Laporan BCG menunjukkan adopsi AI di industri logistik masih rendah, meski potensinya besar.
Laporan dari Boston Consulting Group (BCG) menunjukkan lebih dari 40% perusahaan logistik yang disurvei, mempertimbangkan AI sebagai nilai tambah, walaupun implementasinya masih terbatas. Beberapa perusahaan mulai menjadikan kemampuan AI sebagai faktor penting dalam memilih mitra bisnis.
Laporan AI Is Already Moving the Logistics Industry Forward mengungkapkan bahwa hanya sekitar 10% penyedia layanan logistik yang telah mengintegrasikan AI ke dalam operasi inti mereka. Sebagian besar perusahaan masih berada pada tahap uji coba atau implementasi awal.
Di industrini AI dapat berperan dalam meningkatkan efisiensi operasional, terutama dalam perencanaan rute dan optimalisasi jadwal pengiriman. Teknologi ini membantu perusahaan memastikan pengiriman lebih cepat, akurat, dan terukur.
Selain itu, AI memungkinkan perusahaan memprediksi permintaan pengiriman serta menyediakan visibilitas secara real-time terhadap posisi dan kondisi barang. Nilai tambah seperti ini dapat meningkatkan transparansi dan kepercayaan pelanggan terhadap layanan logistik.
Efisiensi biaya menjadi pendorong utama adopsi AI. Hampir 80% menyatakan bahwa penghematan operasional adalah alasan utama mereka mulai mengadopsi teknologi ini. AI membantu mengurangi kesalahan operasional yang sering menimbulkan biaya tinggi.

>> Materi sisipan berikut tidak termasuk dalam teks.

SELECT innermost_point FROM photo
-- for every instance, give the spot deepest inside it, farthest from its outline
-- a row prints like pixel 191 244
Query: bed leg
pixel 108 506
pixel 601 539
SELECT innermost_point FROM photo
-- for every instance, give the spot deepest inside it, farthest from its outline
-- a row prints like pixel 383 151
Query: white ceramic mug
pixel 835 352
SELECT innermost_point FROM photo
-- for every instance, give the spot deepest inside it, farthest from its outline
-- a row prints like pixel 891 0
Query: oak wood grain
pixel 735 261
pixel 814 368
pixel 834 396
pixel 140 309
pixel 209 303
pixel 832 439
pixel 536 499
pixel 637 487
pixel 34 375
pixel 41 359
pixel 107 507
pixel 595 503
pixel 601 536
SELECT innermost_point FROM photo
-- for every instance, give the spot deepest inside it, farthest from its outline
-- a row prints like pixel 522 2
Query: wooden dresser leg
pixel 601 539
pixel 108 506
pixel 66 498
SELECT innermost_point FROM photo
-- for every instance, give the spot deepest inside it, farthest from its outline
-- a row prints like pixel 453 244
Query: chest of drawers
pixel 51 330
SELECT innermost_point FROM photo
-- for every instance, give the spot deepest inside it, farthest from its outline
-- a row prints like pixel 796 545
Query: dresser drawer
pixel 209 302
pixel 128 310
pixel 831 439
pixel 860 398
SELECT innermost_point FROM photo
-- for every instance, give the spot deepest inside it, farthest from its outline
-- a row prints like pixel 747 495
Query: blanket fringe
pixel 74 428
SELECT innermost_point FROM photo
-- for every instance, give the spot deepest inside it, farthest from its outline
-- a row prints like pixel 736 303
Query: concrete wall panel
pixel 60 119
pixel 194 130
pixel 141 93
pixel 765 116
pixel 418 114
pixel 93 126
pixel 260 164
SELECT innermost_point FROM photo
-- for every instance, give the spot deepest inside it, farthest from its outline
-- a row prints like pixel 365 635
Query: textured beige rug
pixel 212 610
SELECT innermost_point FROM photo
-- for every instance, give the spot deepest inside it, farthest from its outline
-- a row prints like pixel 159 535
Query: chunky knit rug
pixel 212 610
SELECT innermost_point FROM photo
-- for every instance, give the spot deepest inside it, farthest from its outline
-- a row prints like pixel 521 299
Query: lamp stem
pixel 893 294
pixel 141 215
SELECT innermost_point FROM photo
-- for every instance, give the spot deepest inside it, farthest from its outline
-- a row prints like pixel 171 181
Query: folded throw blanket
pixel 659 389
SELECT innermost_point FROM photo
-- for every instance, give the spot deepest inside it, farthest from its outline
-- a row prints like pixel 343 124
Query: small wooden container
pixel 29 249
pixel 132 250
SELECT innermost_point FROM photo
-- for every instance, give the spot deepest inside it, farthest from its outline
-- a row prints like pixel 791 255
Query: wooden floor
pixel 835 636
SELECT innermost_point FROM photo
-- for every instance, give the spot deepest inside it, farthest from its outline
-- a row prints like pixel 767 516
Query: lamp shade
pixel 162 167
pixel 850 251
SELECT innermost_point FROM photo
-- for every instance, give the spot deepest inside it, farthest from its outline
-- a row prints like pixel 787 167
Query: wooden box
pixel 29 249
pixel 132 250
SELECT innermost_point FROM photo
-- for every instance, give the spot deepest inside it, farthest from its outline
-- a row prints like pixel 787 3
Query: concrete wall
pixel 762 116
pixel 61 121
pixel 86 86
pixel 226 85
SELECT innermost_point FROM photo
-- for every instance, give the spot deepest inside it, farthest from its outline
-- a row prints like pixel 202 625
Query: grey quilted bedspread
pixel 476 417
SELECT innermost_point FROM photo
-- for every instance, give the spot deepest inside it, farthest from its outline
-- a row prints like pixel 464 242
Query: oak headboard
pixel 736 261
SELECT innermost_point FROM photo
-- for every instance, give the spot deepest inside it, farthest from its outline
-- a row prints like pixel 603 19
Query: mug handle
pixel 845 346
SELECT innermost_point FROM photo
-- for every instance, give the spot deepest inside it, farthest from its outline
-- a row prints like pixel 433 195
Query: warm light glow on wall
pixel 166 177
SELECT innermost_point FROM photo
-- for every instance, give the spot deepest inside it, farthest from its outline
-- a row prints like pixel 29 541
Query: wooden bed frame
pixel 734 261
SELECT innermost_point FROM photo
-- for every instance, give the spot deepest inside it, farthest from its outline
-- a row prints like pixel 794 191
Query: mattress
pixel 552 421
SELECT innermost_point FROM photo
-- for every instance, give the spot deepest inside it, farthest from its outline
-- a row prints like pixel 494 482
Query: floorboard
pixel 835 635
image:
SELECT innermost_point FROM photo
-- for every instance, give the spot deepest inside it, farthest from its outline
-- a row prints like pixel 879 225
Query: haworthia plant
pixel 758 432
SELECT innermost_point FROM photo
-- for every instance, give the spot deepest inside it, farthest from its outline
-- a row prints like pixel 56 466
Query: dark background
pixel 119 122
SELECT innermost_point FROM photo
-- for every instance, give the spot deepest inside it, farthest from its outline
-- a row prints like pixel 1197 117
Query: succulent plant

Tingkat kesiapan antar wilayah masih berbeda. Asia Pasifik saat ini memimpin dalam adopsi AI di sektor logistik dibandingkan Amerika Utara dan Eropa. Tantangan utama bukan lagi pada teknologi, melainkan pada ketersediaan talenta dan kesiapan organisasi.
Banyak perusahaan menghadapi kendala dalam mengintegrasikan AI ke dalam alur kerja harian karena kurangnya tenaga ahli yang mampu mengoperasikan dan mengelola sistem tersebut secara optimal.
“Teknologi bukan lagi kendala utama. Yang terpenting saat ini adalah organisasi, kapabilitas, dan kemampuan untuk mengintegrasikan AI ke dalam operasional sehari-hari,” kata Daniel Cohen, CEO Alpega Group. “Perusahaan yang bertindak sekarang dapat mencapai tingkat efisiensi yang lebih tinggi dan memperkuat daya saing mereka dalam jangka panjang.”